Sunday, October 9, 2011

#4 Disappearing Act

So far my Match.com experiences can be summed up in one word: flaky. Flaky is one of my favorite qualities when applied to pastry or cereal but applied to dating, it translates to either being unreliable or having a dry scalp. Neither of these is something I'm interested in dealing with on a personal basis. Since I first joined, I've chatted with several guys with great potential. From the Triathlete to Lawyer to Mr. Seattle, they were all fun and interesting guys that seemed to enjoy chatting with me as I with them. We had great conversations and without explanation all of them ceased contact with me. It's like repeatedly dating Amelia Earhart. Too soon?
This past week was the week of reckoning for me. After having a bad first Match.com date (see "bruises" blog), and not hearing from anyone in over 5 days, I emailed them all back politely to tell them that I'd like to get to know them more and wasn't sure what had happened since our last email. I still haven't heard back from anyone. The Triathlete is especially troubling as I made it a step further to the phone conversation with him where we agreed to meet up for a drink the following Tuesday. By the time Tuesday came, I texted him to find out where he wanted to go. He responded that he was crazy busy, which I believe because of his schedule and instead suggested Saturday if I was free. I said that Saturday evening sounded good to me and have never heard back from him. I can see that he read my email the night before our "date" asking if we were still on for the following night but still no response. I don't understand what is so difficult about responding to say that you're not interested or perhaps have met someone else. I am an adult. I get it. Of the half dozen Amelia's I emailed, one is particularly confusing. I decided that his name is Ace since he's demonstrated what a champ he is at pissing me off.
His emails were always vague but in one to him I described in great detail what I do for a living and asked him how he got into his career. I was expecting at least a slight insight into what he does. Perhaps he wanted to follow in the footsteps of his father, or was the first in his family to go to college, or just really loves what he does. I ended my email asking him out for a drink and gave him my number. The informative response to my email  was as follows:
Ace: "I got into this career in college and have been doing it for work ever since. What do you do?"
I am still unsure what made my eye twitch more. Was it the lack of a true answer from him about his career? I assumed he got into his career in college since that was his Major, but was wondering what drove him to it? Perhaps an interesting anecdote about his dying grandmother? Jesus, anything to keep the conversation going. This is would have been enough to spark my eye twitch, but what drove a wooden spoon in my mouth while I seized on the floor was him not noticing the paragraph I wrote about my career or the blatant phone number slip with date invitation. I pulled myself together to compose this simple email:
"Thanks for the response. You seem like a nice guy but I don't think that you're that into this and I'm not looking for a pen-pal. Take care."
An hour after sending this email, he immediately sent me back a message apologizing and saying that he "IS into this and I'm sorry if it seems like I'm not" and then asked if I was free later in the week for a drink. Wha-What?! I just wrote you off....I literally just wrote you off.

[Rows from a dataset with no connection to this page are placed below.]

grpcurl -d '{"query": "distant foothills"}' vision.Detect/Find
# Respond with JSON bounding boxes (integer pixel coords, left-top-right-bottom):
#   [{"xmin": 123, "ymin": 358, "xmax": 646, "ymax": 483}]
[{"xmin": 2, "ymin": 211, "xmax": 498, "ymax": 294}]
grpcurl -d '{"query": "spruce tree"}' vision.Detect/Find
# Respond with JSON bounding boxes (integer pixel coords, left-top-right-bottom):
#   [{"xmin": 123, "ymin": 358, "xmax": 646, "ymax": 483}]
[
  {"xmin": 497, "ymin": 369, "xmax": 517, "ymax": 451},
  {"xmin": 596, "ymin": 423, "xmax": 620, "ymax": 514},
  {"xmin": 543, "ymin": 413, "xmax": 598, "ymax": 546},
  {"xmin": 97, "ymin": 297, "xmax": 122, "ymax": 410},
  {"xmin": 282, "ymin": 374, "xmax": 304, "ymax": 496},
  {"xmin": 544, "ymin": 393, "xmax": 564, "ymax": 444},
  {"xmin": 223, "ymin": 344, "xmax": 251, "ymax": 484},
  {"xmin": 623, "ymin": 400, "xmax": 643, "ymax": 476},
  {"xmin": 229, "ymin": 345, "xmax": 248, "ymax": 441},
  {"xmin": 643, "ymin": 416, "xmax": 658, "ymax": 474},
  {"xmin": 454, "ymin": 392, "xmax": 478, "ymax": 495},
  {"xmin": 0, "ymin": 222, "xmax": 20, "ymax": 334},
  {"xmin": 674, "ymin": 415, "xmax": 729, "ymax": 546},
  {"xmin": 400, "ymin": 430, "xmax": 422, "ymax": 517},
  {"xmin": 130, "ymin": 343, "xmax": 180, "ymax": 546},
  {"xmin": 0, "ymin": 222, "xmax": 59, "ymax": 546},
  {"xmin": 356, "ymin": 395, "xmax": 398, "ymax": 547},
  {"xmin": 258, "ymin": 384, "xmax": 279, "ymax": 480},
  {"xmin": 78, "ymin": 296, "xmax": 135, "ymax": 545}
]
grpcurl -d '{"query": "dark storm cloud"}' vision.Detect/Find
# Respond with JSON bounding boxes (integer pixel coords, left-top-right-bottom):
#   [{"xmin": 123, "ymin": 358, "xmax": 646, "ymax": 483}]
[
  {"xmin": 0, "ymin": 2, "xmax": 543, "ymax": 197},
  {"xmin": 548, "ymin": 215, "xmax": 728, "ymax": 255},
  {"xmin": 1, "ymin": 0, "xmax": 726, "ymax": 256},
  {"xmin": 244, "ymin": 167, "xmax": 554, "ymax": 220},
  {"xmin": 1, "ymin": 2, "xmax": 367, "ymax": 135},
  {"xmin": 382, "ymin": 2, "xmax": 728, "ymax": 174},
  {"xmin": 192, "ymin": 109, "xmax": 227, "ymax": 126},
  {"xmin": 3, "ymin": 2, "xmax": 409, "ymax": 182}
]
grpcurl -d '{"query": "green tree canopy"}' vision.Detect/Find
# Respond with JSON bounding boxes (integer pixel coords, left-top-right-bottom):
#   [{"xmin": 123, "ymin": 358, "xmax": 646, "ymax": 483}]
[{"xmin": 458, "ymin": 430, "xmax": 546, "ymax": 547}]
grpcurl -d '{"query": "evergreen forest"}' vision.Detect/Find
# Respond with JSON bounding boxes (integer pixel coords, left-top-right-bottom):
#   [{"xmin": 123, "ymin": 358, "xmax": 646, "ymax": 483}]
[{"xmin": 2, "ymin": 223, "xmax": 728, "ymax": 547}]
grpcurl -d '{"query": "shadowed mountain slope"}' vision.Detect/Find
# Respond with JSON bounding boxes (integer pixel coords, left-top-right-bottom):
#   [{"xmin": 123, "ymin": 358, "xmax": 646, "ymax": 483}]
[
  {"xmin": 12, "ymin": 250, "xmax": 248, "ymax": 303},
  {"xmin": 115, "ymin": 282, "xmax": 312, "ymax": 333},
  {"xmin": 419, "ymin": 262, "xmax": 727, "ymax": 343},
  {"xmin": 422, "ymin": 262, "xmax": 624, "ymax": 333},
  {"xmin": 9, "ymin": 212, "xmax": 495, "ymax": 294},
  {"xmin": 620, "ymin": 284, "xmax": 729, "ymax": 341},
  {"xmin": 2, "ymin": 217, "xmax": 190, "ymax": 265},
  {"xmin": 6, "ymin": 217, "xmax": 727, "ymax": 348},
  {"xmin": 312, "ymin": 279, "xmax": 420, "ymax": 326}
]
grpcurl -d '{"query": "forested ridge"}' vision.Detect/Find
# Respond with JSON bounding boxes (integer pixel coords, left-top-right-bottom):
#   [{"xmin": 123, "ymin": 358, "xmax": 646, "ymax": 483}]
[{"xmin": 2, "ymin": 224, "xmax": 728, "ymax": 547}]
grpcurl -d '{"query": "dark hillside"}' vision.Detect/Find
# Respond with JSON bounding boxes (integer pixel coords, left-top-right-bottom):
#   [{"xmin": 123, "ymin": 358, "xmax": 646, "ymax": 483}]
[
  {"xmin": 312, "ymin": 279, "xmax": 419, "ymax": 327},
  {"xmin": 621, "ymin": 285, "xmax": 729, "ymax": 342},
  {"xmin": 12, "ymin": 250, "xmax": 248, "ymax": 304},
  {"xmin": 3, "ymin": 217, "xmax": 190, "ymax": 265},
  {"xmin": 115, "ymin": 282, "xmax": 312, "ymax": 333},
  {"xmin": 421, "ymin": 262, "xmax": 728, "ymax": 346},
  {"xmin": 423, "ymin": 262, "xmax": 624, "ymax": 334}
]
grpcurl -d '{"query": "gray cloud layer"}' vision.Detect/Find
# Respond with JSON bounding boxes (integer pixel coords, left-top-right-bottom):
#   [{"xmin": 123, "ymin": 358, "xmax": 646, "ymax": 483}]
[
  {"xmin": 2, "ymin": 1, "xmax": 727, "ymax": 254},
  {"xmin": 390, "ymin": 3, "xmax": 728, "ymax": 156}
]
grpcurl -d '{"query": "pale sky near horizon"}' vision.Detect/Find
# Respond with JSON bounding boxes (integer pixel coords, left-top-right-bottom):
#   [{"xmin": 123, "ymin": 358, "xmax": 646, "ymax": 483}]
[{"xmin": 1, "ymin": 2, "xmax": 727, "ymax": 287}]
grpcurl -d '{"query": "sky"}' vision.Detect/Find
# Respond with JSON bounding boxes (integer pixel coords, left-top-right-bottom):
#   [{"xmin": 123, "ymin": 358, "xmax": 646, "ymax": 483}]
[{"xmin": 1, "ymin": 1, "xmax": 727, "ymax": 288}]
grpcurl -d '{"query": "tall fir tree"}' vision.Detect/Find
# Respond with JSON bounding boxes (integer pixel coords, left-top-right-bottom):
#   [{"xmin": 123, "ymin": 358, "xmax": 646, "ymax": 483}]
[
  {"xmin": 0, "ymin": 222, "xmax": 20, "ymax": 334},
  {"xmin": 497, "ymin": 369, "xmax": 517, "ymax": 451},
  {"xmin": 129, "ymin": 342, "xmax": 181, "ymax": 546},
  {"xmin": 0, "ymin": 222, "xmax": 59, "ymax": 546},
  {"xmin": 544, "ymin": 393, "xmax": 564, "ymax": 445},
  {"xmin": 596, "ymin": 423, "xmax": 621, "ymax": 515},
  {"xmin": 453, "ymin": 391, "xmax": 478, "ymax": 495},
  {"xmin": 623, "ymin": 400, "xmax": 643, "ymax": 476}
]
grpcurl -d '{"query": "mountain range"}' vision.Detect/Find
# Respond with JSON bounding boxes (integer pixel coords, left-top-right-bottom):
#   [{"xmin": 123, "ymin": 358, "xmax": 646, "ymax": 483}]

This is when I took a brief couple days off of Match and emailed him later to tell him that I was free Friday night if he wanted to grab a drink then. I heard nothing all week until Friday night when at 9pm I checked my email to see that he'd sent me an invitation to join him out for drinks that evening if I was around. Now, at this point, I was pissed off because he had my number and could have texted me as I didn't have his. He left it in the email so I texted him and immediately lied and told him that since I hadn't heard from him all week, I had made other plans to help a friend, which was true, but already done with said help. I suggested Sunday afternoon until 9pm I'd be free and we could meet up then if he wanted. He agreed and in fact apologized again about the delay in his response and that he "will be better now, promise." I took this as a great opportunity to offer a clean slate to him. I do believe in second chances and honestly, I will give several second chances if I think a person is trying. He agreed to text Saturday to figure out plans on Sunday. Fast forward two days and I'm still waiting for our drink itinerary. I refused to text him as I'm tired of the one sided relationship crap. I gave him the whole afternoon for a meeting. Pick a time between noon and 9pm....I am beginning to think that perhaps he works for Time Warner because a Cable Guy is more reliable than he. It doesn't make me as angry any more but instead I find myself shaking my head with a scowl every time I decide to sign onto Match.com. Maybe I will take another few days off. The problem with guys on here is that they all say they are too busy to meet anyone in real life. But the problem is that eventually they'll have to meet me and make me a "real life" meeting. But if they don't have time now, they're not going to have anymore time just because we met online. Maybe I'm wrong. Perhaps, they all joined monasteries and took a vow of silence and that's why I sit here waiting. Regardless, from now on, the only type of flaky guy I'm interested in laughs when I poke him in the stomach.